Mais les propres discours d'Iglesias, qui fulminait contre les politiciens "qui vivent dans des villas" et "ne savent pas combien coûte un café", se retournent contre lui.
Les internautes exhument ses déclarations passées, comme un tweet de 2012 dans lequel il s'en prenait au ministre de l'Économie Luis de Guindos, artisan de la politique d'austérité du gouvernement de Mariano Rajoy.
"Confieriez-vous la politique économique d'un pays à quelqu'un qui dépense 600.000 euros dans une maison de luxe?", interrogeait alors le jeune professeur de sciences politiques.

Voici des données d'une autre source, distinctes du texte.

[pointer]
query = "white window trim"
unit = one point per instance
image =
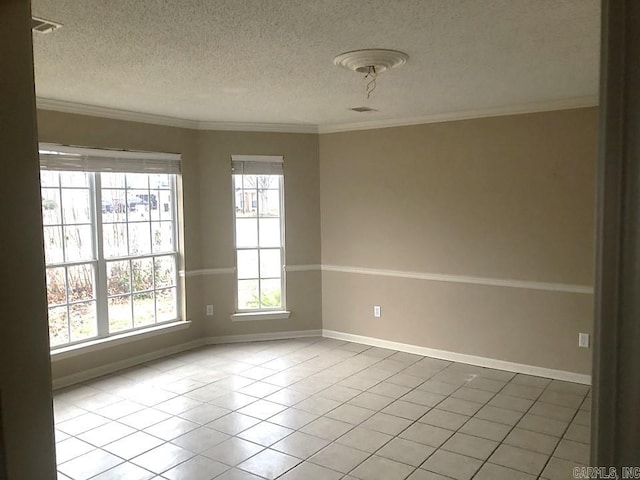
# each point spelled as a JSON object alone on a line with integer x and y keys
{"x": 261, "y": 313}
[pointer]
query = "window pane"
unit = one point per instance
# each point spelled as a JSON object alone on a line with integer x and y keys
{"x": 115, "y": 240}
{"x": 142, "y": 273}
{"x": 139, "y": 238}
{"x": 248, "y": 294}
{"x": 137, "y": 180}
{"x": 76, "y": 206}
{"x": 118, "y": 277}
{"x": 58, "y": 326}
{"x": 51, "y": 212}
{"x": 114, "y": 205}
{"x": 82, "y": 318}
{"x": 166, "y": 305}
{"x": 269, "y": 203}
{"x": 120, "y": 314}
{"x": 159, "y": 180}
{"x": 49, "y": 178}
{"x": 165, "y": 205}
{"x": 165, "y": 271}
{"x": 269, "y": 232}
{"x": 162, "y": 234}
{"x": 138, "y": 205}
{"x": 270, "y": 265}
{"x": 143, "y": 309}
{"x": 248, "y": 264}
{"x": 246, "y": 232}
{"x": 78, "y": 243}
{"x": 74, "y": 179}
{"x": 271, "y": 293}
{"x": 53, "y": 244}
{"x": 112, "y": 180}
{"x": 249, "y": 182}
{"x": 56, "y": 286}
{"x": 80, "y": 282}
{"x": 266, "y": 182}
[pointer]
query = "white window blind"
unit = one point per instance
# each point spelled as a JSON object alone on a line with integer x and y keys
{"x": 62, "y": 157}
{"x": 257, "y": 164}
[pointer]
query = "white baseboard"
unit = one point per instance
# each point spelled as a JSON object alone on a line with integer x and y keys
{"x": 462, "y": 358}
{"x": 260, "y": 337}
{"x": 112, "y": 367}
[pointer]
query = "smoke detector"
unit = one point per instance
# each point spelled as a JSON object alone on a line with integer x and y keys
{"x": 363, "y": 109}
{"x": 371, "y": 63}
{"x": 41, "y": 25}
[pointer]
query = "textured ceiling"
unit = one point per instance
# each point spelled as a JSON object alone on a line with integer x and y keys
{"x": 271, "y": 60}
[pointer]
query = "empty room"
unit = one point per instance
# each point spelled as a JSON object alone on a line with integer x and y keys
{"x": 331, "y": 239}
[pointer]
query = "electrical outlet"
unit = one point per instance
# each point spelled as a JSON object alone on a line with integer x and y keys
{"x": 583, "y": 340}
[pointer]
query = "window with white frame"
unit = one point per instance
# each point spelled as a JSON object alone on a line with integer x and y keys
{"x": 110, "y": 235}
{"x": 258, "y": 183}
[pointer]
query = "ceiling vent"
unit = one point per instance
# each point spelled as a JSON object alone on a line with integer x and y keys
{"x": 41, "y": 25}
{"x": 363, "y": 109}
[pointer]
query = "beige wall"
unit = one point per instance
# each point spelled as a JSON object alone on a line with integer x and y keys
{"x": 25, "y": 377}
{"x": 502, "y": 198}
{"x": 207, "y": 215}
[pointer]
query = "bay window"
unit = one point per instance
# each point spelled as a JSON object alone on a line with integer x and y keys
{"x": 110, "y": 234}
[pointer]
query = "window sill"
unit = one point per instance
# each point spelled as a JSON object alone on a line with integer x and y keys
{"x": 268, "y": 315}
{"x": 121, "y": 339}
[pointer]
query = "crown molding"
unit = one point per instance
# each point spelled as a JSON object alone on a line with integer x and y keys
{"x": 536, "y": 107}
{"x": 116, "y": 114}
{"x": 113, "y": 113}
{"x": 259, "y": 127}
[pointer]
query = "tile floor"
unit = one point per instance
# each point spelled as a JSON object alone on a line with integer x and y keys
{"x": 319, "y": 409}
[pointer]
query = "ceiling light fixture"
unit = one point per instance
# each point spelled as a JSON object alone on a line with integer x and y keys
{"x": 371, "y": 63}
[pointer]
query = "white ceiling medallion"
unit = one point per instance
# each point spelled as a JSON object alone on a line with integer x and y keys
{"x": 362, "y": 60}
{"x": 371, "y": 63}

"Vous vous êtes moqués des gens", a lancé dimanche Javier Maroto, membre du Parti populaire (conservateur) au pouvoir.
Indignés trahis?
"Cela va hypothéquer, c'est le cas de le dire, leur crédibilité et risque de leur faire perdre l'adhésion des leurs", affirme à l'AFP la politologue Cristina Monge, spécialiste du mouvement des Indignés qui avait rassemblé en 2011 des centaines de milliers d'Espagnols contre leur classe politique et dont Podemos revendique l'héritage.
"Podemos a dit à ses électeurs: nous, on va vous représenter. Nous sommes comme vous, nous sommes des gens des quartiers qui portons des jeans, qui prenons le métro", explique-t-elle.

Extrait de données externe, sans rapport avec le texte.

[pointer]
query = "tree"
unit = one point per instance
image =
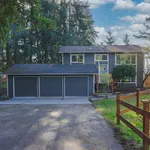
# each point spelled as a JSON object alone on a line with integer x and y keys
{"x": 146, "y": 51}
{"x": 46, "y": 26}
{"x": 145, "y": 34}
{"x": 146, "y": 69}
{"x": 110, "y": 39}
{"x": 10, "y": 12}
{"x": 126, "y": 39}
{"x": 123, "y": 72}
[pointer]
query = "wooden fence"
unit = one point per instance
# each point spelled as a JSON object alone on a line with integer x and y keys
{"x": 120, "y": 100}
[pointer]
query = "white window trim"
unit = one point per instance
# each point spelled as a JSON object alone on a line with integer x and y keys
{"x": 125, "y": 54}
{"x": 128, "y": 64}
{"x": 102, "y": 61}
{"x": 71, "y": 62}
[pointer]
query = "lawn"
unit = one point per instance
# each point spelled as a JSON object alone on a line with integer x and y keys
{"x": 108, "y": 109}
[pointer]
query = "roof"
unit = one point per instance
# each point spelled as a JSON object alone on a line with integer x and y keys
{"x": 50, "y": 69}
{"x": 100, "y": 49}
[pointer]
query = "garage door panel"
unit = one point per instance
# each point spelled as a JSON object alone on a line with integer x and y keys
{"x": 25, "y": 86}
{"x": 51, "y": 86}
{"x": 76, "y": 86}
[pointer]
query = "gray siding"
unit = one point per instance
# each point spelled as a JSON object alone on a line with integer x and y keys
{"x": 111, "y": 61}
{"x": 140, "y": 67}
{"x": 66, "y": 58}
{"x": 91, "y": 85}
{"x": 51, "y": 87}
{"x": 10, "y": 86}
{"x": 89, "y": 58}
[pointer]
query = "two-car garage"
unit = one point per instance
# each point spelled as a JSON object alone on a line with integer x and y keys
{"x": 47, "y": 80}
{"x": 50, "y": 86}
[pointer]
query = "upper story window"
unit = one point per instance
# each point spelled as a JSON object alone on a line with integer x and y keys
{"x": 101, "y": 57}
{"x": 125, "y": 59}
{"x": 77, "y": 58}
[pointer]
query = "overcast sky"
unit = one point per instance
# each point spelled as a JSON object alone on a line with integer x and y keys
{"x": 121, "y": 16}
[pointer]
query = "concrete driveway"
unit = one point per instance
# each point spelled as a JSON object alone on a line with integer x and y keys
{"x": 40, "y": 101}
{"x": 54, "y": 127}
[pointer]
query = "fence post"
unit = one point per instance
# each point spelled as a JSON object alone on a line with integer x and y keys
{"x": 138, "y": 97}
{"x": 145, "y": 124}
{"x": 118, "y": 107}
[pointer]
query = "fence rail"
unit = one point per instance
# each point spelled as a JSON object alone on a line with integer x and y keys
{"x": 121, "y": 100}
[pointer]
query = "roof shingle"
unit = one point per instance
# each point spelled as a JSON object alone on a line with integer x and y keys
{"x": 48, "y": 69}
{"x": 101, "y": 49}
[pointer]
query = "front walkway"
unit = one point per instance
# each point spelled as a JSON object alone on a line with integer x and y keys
{"x": 54, "y": 127}
{"x": 79, "y": 100}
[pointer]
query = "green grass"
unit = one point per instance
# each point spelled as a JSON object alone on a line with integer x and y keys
{"x": 108, "y": 109}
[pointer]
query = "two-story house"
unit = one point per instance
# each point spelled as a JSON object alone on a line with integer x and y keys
{"x": 76, "y": 75}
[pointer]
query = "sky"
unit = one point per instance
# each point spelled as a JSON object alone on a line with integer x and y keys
{"x": 121, "y": 16}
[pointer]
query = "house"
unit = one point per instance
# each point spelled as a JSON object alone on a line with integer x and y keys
{"x": 76, "y": 75}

Cette "affaire" baptisée "Chaletgate" (chalet signifiant villa en espagnol) risque donc de brouiller l'image du mouvement dans l'électorat à un an d'élections municipales, européennes et régionales.
Plébiscite ou crise
Et elle fait des remous en interne. Si seul le maire de Cadix (sud) José Maria Gonzalez avait jusqu'ici critiqué -à demi-mot- l'achat de la villa, les langues de dirigeants locaux du parti se sont déliées lundi.
"Ça me fait mal", a déclaré le secrétaire général de Podemos dans les Asturies (nord) Daniel Ripa tandis qu'une dirigeante du parti dans la capitale, Lorena Ruiz-Huerta, jugeait que l'organisation d'un vote interne était "une erreur".

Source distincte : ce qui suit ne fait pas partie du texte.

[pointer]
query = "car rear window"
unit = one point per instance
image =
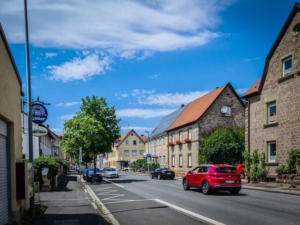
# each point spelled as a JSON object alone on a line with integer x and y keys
{"x": 226, "y": 170}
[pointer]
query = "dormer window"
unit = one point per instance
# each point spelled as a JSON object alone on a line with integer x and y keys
{"x": 287, "y": 66}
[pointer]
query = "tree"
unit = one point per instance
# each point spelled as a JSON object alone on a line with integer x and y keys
{"x": 94, "y": 129}
{"x": 223, "y": 145}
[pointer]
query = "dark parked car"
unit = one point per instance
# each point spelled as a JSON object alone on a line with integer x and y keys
{"x": 89, "y": 176}
{"x": 211, "y": 178}
{"x": 163, "y": 173}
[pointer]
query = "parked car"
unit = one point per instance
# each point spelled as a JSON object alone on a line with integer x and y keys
{"x": 163, "y": 173}
{"x": 211, "y": 178}
{"x": 89, "y": 176}
{"x": 241, "y": 170}
{"x": 111, "y": 172}
{"x": 125, "y": 169}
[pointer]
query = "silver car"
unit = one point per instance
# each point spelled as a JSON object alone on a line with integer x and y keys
{"x": 111, "y": 172}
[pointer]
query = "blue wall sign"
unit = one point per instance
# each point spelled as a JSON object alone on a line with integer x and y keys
{"x": 39, "y": 113}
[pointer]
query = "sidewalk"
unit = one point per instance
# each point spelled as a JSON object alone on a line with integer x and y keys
{"x": 69, "y": 205}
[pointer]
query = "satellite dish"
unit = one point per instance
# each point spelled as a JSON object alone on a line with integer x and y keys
{"x": 224, "y": 109}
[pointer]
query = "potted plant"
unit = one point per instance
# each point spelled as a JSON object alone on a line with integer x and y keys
{"x": 170, "y": 144}
{"x": 187, "y": 140}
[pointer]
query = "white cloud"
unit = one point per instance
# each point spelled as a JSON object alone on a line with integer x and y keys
{"x": 50, "y": 54}
{"x": 118, "y": 26}
{"x": 68, "y": 104}
{"x": 171, "y": 99}
{"x": 136, "y": 92}
{"x": 67, "y": 117}
{"x": 241, "y": 90}
{"x": 144, "y": 113}
{"x": 80, "y": 68}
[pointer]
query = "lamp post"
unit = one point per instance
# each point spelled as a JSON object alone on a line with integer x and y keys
{"x": 148, "y": 146}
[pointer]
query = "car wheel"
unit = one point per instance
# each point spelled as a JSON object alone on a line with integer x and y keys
{"x": 185, "y": 185}
{"x": 242, "y": 175}
{"x": 234, "y": 191}
{"x": 205, "y": 188}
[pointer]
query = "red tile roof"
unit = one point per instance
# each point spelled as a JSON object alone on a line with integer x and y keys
{"x": 196, "y": 109}
{"x": 253, "y": 88}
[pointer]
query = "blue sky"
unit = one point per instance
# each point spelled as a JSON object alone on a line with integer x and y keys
{"x": 146, "y": 57}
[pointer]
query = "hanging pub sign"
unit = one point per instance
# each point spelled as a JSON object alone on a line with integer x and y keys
{"x": 38, "y": 131}
{"x": 39, "y": 113}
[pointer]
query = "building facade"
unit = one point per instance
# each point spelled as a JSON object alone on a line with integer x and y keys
{"x": 127, "y": 149}
{"x": 272, "y": 115}
{"x": 11, "y": 205}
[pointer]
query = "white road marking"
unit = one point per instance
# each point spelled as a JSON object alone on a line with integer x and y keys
{"x": 143, "y": 200}
{"x": 115, "y": 184}
{"x": 190, "y": 213}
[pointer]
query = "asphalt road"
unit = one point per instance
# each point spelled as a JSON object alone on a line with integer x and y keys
{"x": 138, "y": 199}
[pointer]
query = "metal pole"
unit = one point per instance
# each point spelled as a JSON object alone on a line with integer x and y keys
{"x": 30, "y": 141}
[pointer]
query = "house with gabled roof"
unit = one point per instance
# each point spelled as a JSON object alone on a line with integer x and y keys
{"x": 127, "y": 149}
{"x": 219, "y": 108}
{"x": 272, "y": 114}
{"x": 157, "y": 140}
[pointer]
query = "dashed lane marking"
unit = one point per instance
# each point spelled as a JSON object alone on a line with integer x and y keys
{"x": 190, "y": 213}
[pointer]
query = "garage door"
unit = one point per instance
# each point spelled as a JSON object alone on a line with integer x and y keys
{"x": 3, "y": 173}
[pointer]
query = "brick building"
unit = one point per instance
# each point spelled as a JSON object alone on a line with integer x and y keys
{"x": 272, "y": 114}
{"x": 175, "y": 140}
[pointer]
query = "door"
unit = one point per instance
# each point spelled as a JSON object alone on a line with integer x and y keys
{"x": 3, "y": 174}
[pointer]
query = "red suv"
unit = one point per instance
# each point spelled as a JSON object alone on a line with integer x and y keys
{"x": 211, "y": 178}
{"x": 241, "y": 170}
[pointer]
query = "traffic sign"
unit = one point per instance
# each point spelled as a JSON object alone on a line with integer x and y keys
{"x": 39, "y": 113}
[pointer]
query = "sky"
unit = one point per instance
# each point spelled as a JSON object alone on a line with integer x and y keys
{"x": 145, "y": 57}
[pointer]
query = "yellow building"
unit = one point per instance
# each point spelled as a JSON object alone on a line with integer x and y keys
{"x": 127, "y": 149}
{"x": 12, "y": 195}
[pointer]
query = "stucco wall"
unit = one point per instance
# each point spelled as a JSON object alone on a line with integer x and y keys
{"x": 10, "y": 111}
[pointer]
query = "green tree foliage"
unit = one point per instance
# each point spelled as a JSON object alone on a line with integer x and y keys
{"x": 223, "y": 145}
{"x": 45, "y": 162}
{"x": 293, "y": 161}
{"x": 94, "y": 129}
{"x": 255, "y": 165}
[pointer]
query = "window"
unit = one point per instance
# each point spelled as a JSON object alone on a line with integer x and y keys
{"x": 180, "y": 136}
{"x": 286, "y": 66}
{"x": 272, "y": 151}
{"x": 190, "y": 134}
{"x": 189, "y": 160}
{"x": 180, "y": 161}
{"x": 272, "y": 112}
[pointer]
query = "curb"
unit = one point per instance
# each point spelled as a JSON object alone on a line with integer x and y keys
{"x": 100, "y": 204}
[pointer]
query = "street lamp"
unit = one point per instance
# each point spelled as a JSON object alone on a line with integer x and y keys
{"x": 148, "y": 147}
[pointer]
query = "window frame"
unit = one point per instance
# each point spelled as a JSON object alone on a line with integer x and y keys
{"x": 189, "y": 160}
{"x": 180, "y": 160}
{"x": 173, "y": 161}
{"x": 269, "y": 143}
{"x": 269, "y": 105}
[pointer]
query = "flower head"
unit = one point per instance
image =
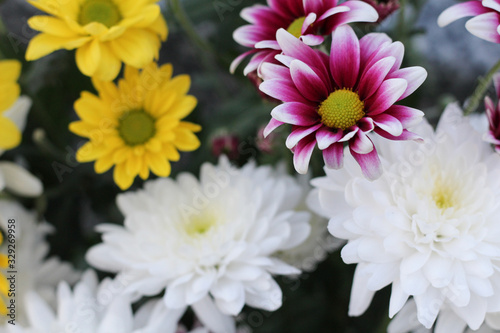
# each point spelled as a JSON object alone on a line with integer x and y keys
{"x": 308, "y": 19}
{"x": 213, "y": 238}
{"x": 104, "y": 33}
{"x": 10, "y": 135}
{"x": 337, "y": 99}
{"x": 485, "y": 22}
{"x": 428, "y": 226}
{"x": 136, "y": 125}
{"x": 493, "y": 113}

L'affaire "écorne surtout l'image de Pablo Iglesias, et par conséquent nuit au potentiel électoral du parti", estime Antonio Barroso, analyste au cabinet Teneo Intelligence.
Le chef de Podemos traîne une réputation d'homme autoritaire après les vives tensions qui l'avaient opposé l'an dernier à son ex-numéro deux Iñigo Errejon, rappelle-t-il.
Mais le parti ne semble avoir d'autre solution que de s'en remettre à son couple de leaders. "Si vous votez oui, c'est une adhésion inébranlable à leurs personnes. Si vous votez non, vous plongez le parti dans une crise énorme à un an d'élections", résume Cristina Monge.